PRODUCTION CONTINUE DISPONIBLE

Ce « centre expérimental » est un piège qui protège le BEC de la lumière et un réservoir qui peut être rempli en continu au fur et à mesure de l’expérimentation. D’autre part, protéger le BEC de la lumière produite par le laser qui le refroidissait était simple en théorie, mais encore une fois un peu plus difficile en pratique. Il n’y avait pas seulement des obstacles techniques, mais aussi bureaucratiques et administratifs.

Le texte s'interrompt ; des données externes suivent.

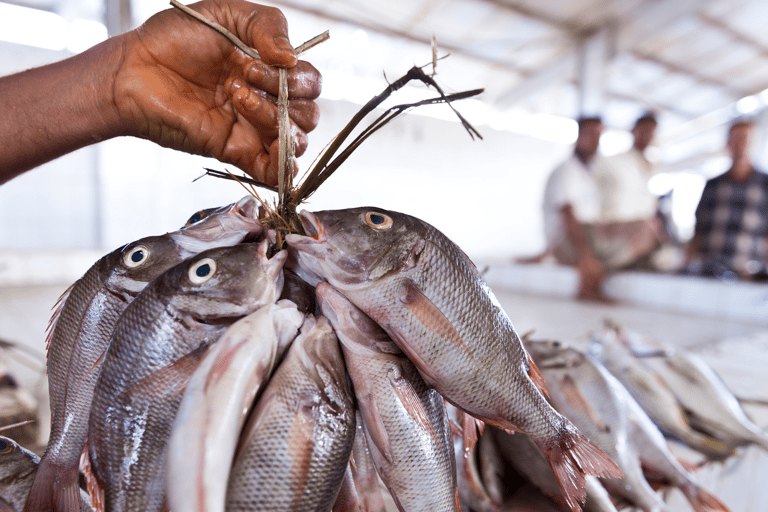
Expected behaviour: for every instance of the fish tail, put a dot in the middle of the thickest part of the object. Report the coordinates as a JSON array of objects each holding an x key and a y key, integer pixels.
[
  {"x": 702, "y": 500},
  {"x": 572, "y": 456},
  {"x": 55, "y": 489},
  {"x": 535, "y": 375}
]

“Lorsque nous avons déménagé à Amsterdam en 2013, nous avons commencé avec une grande foi, nous avons emprunté des fonds, une chambre gratuite et une équipe entièrement financée par des dons personnels”, explique Chun-Chia Chen, la physicienne qui a dirigé la recherche. Aux premières heures du matin de Noël, l’expérience était enfin sur le point d’être réalisée. Nous avons eu l’idée d’ajouter un faisceau laser supplémentaire pour résoudre le dernier problème technique, et les clichés que nous avons pris ont révélé le résultat, qui était la première vague continue de BEC. »

Enfin, puisque la partie de “l’atome continu”, qui est la première étape du laser atomique continu, a été réalisée, il déclare que l’équipe essaie de maintenir un faisceau atomique stable à l’étape suivante. Ils pourraient y parvenir en transférant l’atome dans un état non capturé, créant ainsi une vague de matière qui se propage.

PEUT EXPLIQUER LA RELATION ENTRE LA RELATIVITÉ ET LE QUANTIQUE

Ils disent que leurs recherches ouvrent des possibilités passionnantes, car ils utilisent des atomes de strontium, un choix populaire dans le contexte du BEC. Par exemple, l’interférométrie atomique utilisant le strontium BEC peut être utilisée pour mener des recherches sur la relativité et la mécanique quantique ou pour détecter les ondes gravitationnelles.

“Notre expérience est un analogue de la matière et un laser optique à onde continue contenant des miroirs entièrement réfléchissants dans une cavité”, écrivent les chercheurs dans leur article publié. donne une partie de l’optique atomique.”